# Kohler CH25S



## 4x4rancherr (Sep 8, 2009)

I recently got one of these motors, it was locked up in a barn since (1990something) on the side of the motor it says it comply with 1995-1998 California laws... so its in those years.

but more importantly i am putting this motor on a gocart(im 15) and right now i am completely lost at how to get it to even turn over.(with electric start) 
the motor is a horizontal shaft and has under 10 hrs on it(so i know it works) but on one side of the motor there is 3 wires coming out with connectors, a yellow wire, green, and smaller white. i need to know what to run to positive, and negative, ect. to do a simple bench test.

thank you and sorry for the long first post
,harrison


----------



## 4x4rancherr (Sep 8, 2009)

come on guys, i need to get this thing running. 

what wires need to be connected to the battey to get it to work, i have both keys..


----------



## Al Bunzel (Apr 20, 2009)

Hi,

I had a quick look at my Kohler Triad 16 OHC (which is not the same as your engine) and the white one was for the ground-to-kill lead ( I had a few white wires),
green wire came from oil sentry switch which got joined to one of the white wires which in turn went to a terminal on the key switch. Oil sentry switch is optional.
I did not have a yellow wire, but I think the yellow wire is optional and is for lights.

Do you have a violet wire, a blue wire and a red wire?
Has your key got Indak written on it?

There should be a black wire from the key switch which connects to the engine block.
That's important for the kill switch part when the key switch is in the off position.

When I connect a battery, in general, I put the positive lead on one of the terminal posts on the solenoid of the starter motor (the terminal post furthermost from the starter motor; the other terminal post has an uninsulated wire going inside the starter motor and you don't want to connect the battery to that post, otherwise I think the starter motor starts turning every time the battery is connected). Negative lead, I find somewhere on the engine block.

Maybe, this Kohler Manual might help you even though this one is for a Kohler CH26

If the above does not make sense, please let know and I will see if I can explain it better.

Kind Regards
Al Bunzel


----------



## Al Bunzel (Apr 20, 2009)

Hi,

The white wire usually goes to the key switch, but I'm going to try and confirm more details for your particular engine, hopefully within a day or 2.

Kind Regards
Al Bunzel


----------



## Al Bunzel (Apr 20, 2009)

Hi,

here is further clarification in relation to what I previously tried to say:

yellow = accessories (+) or it can be used also for a low-oil-pressure-warning light (like in a car). The yellow wire will give you + and the green wire can then be used as the (-) trigger light from the oil pressure switch to make the light work at low oil pressure.

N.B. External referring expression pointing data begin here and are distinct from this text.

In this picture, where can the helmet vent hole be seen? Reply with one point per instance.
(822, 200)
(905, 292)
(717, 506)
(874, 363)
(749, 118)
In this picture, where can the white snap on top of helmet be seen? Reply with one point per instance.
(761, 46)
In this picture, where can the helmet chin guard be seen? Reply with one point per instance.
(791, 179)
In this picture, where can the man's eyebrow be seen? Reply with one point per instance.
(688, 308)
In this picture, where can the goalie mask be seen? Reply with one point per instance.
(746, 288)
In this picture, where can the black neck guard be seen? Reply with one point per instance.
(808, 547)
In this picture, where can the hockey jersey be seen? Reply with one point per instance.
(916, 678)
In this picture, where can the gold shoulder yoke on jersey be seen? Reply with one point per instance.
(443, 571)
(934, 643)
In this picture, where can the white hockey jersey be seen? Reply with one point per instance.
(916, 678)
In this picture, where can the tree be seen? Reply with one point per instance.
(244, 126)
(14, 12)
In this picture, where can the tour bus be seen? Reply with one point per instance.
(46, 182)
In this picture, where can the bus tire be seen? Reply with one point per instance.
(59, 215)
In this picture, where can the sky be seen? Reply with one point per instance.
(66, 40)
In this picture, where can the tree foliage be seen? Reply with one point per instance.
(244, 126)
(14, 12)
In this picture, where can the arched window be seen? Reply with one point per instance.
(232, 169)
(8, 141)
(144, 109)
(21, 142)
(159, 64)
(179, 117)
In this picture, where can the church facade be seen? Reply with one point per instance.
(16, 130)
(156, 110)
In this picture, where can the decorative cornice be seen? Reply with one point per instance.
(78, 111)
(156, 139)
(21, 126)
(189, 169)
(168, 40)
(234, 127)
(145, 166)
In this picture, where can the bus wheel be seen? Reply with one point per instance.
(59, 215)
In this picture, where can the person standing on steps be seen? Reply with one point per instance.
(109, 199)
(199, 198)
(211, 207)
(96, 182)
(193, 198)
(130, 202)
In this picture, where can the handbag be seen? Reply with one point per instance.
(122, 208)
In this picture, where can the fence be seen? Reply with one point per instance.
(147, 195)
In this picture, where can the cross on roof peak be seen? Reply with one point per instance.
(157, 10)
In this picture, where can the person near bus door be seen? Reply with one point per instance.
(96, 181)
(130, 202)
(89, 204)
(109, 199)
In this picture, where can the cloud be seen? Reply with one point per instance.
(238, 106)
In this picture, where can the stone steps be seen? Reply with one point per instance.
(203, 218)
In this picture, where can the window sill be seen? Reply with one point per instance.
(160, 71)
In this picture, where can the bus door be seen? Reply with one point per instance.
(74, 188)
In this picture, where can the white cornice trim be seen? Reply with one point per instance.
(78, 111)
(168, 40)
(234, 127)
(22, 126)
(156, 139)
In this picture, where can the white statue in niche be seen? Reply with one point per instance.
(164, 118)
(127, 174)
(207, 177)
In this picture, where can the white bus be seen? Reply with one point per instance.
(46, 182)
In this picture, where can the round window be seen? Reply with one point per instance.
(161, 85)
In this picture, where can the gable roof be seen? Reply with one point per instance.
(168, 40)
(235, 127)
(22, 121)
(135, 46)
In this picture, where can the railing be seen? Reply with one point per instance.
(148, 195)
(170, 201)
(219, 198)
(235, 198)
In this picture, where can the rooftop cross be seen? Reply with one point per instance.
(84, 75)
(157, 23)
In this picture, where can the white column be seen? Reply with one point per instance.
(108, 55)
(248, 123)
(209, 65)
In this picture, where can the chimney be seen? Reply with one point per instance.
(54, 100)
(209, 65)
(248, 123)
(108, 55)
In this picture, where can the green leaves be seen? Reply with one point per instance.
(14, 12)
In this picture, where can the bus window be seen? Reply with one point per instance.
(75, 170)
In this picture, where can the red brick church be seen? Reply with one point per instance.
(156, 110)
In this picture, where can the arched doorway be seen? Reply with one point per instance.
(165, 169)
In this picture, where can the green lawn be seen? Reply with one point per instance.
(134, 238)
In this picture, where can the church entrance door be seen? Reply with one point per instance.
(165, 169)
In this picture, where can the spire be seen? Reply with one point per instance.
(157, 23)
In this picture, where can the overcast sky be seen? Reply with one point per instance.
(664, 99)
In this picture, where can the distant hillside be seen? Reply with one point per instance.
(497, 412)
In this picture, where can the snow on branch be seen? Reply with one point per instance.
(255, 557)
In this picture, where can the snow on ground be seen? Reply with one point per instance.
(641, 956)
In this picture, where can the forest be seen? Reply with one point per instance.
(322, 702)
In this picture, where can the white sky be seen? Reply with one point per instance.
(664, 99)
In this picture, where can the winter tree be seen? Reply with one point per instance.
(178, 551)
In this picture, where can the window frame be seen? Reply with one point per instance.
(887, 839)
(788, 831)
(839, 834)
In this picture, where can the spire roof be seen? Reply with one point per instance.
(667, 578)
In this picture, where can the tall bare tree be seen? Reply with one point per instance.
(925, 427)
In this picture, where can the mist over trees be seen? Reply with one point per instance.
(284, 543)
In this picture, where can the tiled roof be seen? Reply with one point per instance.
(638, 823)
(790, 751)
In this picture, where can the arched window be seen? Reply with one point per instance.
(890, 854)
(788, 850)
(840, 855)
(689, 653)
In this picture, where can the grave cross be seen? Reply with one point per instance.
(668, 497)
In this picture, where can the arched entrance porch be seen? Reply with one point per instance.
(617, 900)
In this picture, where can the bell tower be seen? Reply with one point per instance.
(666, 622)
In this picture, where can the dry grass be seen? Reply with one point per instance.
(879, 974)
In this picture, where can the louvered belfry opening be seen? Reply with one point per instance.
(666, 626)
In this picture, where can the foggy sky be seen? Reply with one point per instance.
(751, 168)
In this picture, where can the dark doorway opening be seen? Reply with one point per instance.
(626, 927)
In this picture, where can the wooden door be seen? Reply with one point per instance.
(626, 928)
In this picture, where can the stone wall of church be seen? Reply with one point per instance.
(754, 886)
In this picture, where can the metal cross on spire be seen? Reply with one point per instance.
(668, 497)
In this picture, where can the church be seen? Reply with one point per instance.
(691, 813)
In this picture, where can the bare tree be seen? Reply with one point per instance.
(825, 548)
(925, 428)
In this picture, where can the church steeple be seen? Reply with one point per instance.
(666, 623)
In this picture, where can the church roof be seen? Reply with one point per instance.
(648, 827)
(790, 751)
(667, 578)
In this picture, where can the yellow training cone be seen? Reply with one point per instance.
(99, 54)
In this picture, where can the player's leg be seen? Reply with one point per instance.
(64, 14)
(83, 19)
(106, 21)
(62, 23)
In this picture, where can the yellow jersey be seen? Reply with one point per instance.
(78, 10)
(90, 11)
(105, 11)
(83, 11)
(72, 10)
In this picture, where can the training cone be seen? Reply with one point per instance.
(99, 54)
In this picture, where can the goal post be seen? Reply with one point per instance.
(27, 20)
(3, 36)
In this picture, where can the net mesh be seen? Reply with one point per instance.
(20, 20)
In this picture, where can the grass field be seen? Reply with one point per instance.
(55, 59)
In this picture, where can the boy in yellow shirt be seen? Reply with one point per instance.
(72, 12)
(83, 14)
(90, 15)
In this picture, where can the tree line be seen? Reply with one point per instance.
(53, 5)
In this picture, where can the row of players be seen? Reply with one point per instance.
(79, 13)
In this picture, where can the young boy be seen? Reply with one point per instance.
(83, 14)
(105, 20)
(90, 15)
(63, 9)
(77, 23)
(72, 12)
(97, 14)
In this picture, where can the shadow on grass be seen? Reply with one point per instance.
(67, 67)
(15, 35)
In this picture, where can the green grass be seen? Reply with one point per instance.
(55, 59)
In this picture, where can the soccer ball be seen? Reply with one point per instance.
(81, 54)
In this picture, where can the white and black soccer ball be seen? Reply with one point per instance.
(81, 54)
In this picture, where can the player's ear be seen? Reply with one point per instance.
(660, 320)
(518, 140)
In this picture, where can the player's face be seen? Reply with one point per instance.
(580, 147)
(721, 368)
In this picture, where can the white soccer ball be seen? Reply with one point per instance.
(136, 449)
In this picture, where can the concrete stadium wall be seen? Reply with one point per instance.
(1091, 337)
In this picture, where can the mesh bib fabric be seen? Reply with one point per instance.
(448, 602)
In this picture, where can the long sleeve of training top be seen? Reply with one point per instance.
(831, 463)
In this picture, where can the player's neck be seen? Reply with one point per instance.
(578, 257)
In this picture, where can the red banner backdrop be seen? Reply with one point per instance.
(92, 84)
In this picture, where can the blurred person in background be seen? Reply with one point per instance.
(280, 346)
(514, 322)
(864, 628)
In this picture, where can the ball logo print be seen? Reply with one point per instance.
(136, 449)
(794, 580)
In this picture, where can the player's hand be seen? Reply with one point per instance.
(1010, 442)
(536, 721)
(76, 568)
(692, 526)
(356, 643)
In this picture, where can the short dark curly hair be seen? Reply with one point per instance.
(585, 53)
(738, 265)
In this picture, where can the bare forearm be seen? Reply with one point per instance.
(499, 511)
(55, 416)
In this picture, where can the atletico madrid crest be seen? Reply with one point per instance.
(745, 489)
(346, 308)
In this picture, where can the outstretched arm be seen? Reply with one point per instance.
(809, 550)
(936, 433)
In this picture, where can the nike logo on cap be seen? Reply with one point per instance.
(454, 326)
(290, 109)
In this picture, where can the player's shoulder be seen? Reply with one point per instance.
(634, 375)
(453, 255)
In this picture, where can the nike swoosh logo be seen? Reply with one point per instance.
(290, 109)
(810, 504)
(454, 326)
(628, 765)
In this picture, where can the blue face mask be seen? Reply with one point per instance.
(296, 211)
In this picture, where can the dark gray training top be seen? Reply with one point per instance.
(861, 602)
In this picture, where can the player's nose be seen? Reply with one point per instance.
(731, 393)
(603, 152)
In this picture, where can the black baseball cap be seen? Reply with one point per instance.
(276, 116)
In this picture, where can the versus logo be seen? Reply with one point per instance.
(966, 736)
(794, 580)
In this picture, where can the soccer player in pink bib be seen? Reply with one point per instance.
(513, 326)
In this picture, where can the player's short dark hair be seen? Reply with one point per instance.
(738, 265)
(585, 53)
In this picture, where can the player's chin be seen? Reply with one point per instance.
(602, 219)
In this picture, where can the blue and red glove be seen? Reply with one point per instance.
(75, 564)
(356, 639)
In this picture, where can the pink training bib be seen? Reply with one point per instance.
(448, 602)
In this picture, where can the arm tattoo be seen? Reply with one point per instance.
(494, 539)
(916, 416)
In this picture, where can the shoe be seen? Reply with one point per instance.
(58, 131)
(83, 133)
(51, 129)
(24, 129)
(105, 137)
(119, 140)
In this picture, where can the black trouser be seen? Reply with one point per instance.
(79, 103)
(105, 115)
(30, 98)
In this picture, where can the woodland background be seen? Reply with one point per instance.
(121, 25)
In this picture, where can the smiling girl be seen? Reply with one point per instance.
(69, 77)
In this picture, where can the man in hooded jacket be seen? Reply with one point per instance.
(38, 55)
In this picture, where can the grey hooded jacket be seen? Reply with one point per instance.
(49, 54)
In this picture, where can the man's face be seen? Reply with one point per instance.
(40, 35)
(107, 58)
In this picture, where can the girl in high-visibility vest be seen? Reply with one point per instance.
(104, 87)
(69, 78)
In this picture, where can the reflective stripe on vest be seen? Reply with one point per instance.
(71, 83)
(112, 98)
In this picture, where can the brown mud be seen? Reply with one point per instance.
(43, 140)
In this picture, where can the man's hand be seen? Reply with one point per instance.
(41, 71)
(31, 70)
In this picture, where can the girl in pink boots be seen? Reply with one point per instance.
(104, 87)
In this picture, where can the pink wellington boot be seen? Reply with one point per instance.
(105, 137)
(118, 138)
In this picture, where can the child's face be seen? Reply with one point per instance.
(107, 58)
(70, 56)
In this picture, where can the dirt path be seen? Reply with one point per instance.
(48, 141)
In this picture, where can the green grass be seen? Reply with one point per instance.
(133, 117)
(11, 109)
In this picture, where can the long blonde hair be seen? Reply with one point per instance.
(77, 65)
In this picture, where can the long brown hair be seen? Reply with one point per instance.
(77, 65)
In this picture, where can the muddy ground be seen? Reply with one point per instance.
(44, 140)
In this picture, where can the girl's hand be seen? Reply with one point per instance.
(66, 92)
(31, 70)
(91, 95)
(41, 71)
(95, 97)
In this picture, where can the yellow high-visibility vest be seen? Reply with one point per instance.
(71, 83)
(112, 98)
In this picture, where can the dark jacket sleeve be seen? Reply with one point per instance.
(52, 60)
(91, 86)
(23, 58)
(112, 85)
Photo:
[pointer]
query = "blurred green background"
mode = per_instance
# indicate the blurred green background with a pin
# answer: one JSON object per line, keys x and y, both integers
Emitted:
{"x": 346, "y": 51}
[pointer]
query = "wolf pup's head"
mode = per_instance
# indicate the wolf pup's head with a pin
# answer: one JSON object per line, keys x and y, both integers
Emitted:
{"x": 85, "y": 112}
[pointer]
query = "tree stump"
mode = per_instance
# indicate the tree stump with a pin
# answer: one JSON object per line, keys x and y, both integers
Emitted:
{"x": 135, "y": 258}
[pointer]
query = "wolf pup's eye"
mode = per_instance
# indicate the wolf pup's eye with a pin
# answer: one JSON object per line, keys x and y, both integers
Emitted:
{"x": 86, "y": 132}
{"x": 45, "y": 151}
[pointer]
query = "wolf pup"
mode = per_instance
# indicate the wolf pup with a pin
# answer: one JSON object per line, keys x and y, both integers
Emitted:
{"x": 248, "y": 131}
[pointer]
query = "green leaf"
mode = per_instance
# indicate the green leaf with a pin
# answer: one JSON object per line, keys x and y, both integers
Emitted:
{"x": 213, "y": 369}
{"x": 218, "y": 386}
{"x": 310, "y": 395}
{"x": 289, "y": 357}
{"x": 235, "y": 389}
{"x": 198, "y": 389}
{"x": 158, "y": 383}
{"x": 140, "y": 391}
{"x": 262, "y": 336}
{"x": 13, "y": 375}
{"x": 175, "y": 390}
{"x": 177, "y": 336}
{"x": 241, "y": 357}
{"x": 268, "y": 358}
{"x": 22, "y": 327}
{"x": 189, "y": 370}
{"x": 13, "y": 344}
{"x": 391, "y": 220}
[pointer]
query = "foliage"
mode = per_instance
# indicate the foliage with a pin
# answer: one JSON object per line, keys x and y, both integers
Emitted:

the SINGLE white wire goes to the kill switch (and can therefore be looped with the GREEN wire from the oil pressure switch to make the engine stop upon low oil pressure).
Then there are TWO WHITE WIRES (a white wire pair) which comes from the flywheel alternator behind the flywheel. These two white wires provide you with AC power (min 28Volts AC at full speed) and these TWO WHITE wires must go to the regulator/rectifier on the blower housing.

NEVER MX UP THE SINGLE WHITE WIRE AND THE PAIR OF TWO WHITE WIRES ! ! !
NEVER LOOP THE YELLOW WIRE INTO ANY OF THE OTHER TWO WIRES ! ! !

ALSO: you can completely ignore the 3 wires (the white, green and yellow) that are coming out from behind the blower housing, the utilization of these wires is completely optional. Just connect the Battery + to the longer M8 stud on the starter motor solenoid and the negative battery cable anywhere to the block and the engine is ready to run.

Kind Regards
Al Bunzel


----------